Yo me pregunto, sinceramente, qué pasa por la mente del presidente de este país cuando lee una noticia así. ¿Llega a leerla? ¿Suelta un “¡carajo!” y sigue de largo? ¿Prefiere hacerse el loco? ¿Le echa la culpa a Rajoy y a las Empresas Polar? ¿No siente ni una pizca de culpa, de responsabilidad, por esta orfandad y esta orgía de muerte en la que nos ha sumergido el hampa en este país? A él, que tanto le gusta hablar de batallas y de épicas y de Simón Bolívar, ¿no le parece bastante épico librar una guerra definitiva contra la epidemia de asesinos que azotan a este triste mapa en bancarrota moral? ¿Le basta en dejarlo todo en manos de la OLP, unas siglas tan polémicas como insuficientes? ¿Se ha dado cuenta que mientras agarran a dos delincuentes se les escapan diez o veinte? ¿Qué les importa a esas niñas, que más nunca olvidarán la plaza Madariaga ni el olor a ceniza de sus padres, el desalojo de la gigantografía de Chávez de la Asamblea Nacional? ¿Qué les importan cinco horas de cadena nacional para culpar del precio del tomate a la derecha burguesa apátrida y puntofijista? ¿De qué les sirve que el presidente de este país hable tanto de guerra económica si la única guerra que realmente existe es esa que incendió a sus padres y les convirtió la vida en una soledad inexplicable?
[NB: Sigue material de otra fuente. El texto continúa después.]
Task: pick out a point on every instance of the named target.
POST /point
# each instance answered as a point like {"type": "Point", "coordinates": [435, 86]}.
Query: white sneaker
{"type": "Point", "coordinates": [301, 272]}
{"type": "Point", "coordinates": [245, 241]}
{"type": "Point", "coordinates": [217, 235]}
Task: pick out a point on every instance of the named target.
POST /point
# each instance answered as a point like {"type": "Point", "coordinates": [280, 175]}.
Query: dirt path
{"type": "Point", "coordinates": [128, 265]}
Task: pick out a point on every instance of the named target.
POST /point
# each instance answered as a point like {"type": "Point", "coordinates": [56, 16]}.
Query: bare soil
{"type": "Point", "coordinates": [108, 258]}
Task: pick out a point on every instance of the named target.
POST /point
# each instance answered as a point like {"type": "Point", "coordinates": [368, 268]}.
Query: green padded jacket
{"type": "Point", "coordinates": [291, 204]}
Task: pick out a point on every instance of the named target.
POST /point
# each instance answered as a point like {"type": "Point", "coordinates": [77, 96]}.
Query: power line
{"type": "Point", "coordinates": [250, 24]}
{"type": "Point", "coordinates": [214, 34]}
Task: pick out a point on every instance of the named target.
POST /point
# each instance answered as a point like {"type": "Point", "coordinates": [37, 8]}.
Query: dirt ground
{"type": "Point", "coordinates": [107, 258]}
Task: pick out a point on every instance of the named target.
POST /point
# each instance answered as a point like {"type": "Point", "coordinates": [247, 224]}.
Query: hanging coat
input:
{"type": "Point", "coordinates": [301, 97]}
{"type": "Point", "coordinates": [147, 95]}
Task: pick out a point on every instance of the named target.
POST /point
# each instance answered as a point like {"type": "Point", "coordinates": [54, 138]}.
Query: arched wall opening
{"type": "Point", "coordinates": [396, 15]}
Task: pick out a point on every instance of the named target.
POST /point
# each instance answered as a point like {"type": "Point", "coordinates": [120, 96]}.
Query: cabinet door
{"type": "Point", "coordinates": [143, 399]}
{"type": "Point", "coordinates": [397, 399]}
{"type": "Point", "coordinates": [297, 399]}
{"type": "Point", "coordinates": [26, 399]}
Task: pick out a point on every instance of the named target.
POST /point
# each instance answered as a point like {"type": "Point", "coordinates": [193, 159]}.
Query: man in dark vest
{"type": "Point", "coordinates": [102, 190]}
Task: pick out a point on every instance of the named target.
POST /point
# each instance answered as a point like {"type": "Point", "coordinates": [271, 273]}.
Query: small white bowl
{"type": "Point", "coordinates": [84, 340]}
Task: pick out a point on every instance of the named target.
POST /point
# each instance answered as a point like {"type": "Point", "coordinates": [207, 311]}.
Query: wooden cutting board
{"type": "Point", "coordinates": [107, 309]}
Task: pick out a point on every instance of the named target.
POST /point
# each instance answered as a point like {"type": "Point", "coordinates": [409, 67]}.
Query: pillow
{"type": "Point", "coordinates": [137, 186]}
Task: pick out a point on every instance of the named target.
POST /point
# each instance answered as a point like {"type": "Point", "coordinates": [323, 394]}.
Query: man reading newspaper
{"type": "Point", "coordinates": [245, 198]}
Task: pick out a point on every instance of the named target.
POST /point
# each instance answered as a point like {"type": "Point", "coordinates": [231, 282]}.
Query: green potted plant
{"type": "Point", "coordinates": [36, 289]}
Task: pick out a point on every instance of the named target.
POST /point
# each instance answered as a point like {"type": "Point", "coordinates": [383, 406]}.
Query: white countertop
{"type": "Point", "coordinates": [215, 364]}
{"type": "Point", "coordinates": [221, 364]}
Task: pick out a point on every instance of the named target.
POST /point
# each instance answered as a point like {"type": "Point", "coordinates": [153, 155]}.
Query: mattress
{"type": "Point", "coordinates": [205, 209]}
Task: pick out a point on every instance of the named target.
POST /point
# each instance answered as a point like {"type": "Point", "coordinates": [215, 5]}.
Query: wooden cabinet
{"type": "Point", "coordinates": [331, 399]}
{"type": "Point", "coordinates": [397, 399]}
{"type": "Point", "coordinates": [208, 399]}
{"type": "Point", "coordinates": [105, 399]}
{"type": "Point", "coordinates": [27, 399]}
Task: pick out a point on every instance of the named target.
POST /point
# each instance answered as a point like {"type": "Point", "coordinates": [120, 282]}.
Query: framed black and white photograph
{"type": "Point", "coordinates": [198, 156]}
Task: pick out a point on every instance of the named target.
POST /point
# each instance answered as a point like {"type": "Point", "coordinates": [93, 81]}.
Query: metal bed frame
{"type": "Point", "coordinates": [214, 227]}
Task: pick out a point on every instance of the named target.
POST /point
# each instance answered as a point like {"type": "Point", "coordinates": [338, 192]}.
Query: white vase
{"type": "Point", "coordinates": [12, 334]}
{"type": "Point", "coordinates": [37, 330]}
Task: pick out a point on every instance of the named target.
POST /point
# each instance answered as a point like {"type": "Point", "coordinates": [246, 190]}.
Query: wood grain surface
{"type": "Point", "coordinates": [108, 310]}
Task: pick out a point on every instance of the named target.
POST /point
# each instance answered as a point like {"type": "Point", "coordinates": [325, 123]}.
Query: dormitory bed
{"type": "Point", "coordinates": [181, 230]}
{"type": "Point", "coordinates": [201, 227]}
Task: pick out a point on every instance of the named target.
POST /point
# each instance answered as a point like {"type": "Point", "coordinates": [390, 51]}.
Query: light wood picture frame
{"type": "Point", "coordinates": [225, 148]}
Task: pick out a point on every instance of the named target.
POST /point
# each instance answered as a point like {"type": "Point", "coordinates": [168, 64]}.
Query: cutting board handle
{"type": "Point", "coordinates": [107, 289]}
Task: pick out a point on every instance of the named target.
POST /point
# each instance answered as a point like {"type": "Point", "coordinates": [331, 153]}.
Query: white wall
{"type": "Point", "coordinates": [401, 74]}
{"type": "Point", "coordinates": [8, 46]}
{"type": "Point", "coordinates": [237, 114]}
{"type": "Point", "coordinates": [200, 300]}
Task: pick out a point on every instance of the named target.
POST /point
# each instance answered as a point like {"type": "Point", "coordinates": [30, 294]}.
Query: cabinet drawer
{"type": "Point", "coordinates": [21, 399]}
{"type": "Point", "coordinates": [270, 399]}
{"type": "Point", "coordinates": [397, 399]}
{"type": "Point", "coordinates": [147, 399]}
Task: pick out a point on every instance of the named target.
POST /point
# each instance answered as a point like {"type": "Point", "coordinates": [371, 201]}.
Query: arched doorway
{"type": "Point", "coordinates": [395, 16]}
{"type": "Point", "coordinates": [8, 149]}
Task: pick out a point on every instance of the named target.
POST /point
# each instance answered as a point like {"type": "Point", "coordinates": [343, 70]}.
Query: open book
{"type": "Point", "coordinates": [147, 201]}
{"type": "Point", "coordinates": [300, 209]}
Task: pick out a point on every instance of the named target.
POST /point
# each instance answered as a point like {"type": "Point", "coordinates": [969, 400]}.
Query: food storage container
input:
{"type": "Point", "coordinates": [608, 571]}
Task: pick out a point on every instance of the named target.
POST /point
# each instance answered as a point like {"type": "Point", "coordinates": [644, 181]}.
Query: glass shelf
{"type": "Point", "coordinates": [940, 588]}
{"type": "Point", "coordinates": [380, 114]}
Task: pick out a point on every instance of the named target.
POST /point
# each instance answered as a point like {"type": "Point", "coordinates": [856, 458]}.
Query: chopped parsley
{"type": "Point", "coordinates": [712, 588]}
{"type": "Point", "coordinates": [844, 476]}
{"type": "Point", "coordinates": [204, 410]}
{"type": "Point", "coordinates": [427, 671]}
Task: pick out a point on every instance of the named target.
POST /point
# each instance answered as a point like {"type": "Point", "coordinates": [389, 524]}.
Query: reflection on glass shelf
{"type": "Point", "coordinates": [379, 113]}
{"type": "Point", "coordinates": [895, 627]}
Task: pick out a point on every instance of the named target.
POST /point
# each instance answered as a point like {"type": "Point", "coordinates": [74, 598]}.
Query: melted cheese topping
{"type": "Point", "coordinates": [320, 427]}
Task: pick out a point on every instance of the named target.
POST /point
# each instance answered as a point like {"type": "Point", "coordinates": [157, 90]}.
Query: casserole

Maduro y Cabello dilapidan horas inabarcables de su gestión de gobierno satanizando a Leopoldo López, emblema de la oposición, y etiquetándolo como el Monstruo de Ramo Verde. Déjenme decirles, señores revolucionarios, que la verdadera sociedad de monstruos está diseminada por todo el país, equipada con armas de guerra asombrosas, brindando por una larga impunidad que los hace más crueles e invulnerables y gritando “¡Dinero o Muerte!” con una saña y una voracidad insaciables. Quizás tanto lenguaje carcelario, tanta arenga de batalla, tanto vocabulario de odio y resentimiento, inoculados vehementemente por el chavismo durante 17 larguísimos años, terminó permeando a los delincuentes del país y otorgándoles licencia moral para ser amorales, concediéndoles pasaporte y consigna para hacer del odio social una borrachera de sangre.
Mientras tanto, dos niñas tratan de olvidar el horror en que se les ha convertido la vida. Y fracasan. Y más nunca para ellas un helado tendrá sabor a infancia. Sino a muerte.